The “Lost Motion” trade in Gleeson that I mentioned last weekend is still in process although the progress, although positive, has been slow. Marshall’s looks poised for a strong move and I will add to this share as soon as the DEW turns back upwards. Keller is making good progress and Trifast also. Dart had a good week and looks like breaking higher soon. There has been profit taking in JD Sports that’s pulled the share back a little. The share has made its short term target from the ascending triangle that I have pointed out here many times in the past. Victoria pulled back to the last old high once more this week and needs to be watched closely. Persimmons is the weakest share as sorted by RT and during the week has charted a pattern that chartists refer to as an ABC corrective wave. This is a positive development and with some market strength should break higher from here. I have given this share a lot of rope. If it hits the VectorVest stop then it’s gone.
Building had a poor month in March with output falling 3.6% compared to February. This is being blamed on poor confidence surrounding the Brexit debate and vote. A particular weak spot in construction is the building of factories and warehouses where a survey shows output to be down 14% over the past three months. From a seasonality viewpoint UK building shares seem to go to sleep between April and October every year. I still think there is a lot of life to come in housebuilders in the year ahead.

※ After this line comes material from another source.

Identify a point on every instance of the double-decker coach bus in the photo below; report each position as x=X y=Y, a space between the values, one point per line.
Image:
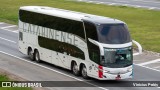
x=89 y=45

The Wall Street Journal reports that during this year to date 90 billion dollars has been pulled out of the stock market with 8 billion leaving in the last month. This is due to fears of low growth and falling earnings and the inability of central bankers all over the developed world to do much about it.
In his weekly essay DR DiLiddo the founder of VectorVest addresses SP500 earnings in detail using the VectorVest Market Climate indicator. This should be a vital part of your weekend preparation.
Watch that support level on the Dow at 17550. If you see a close below Fridays low then extra diligence on stops is required.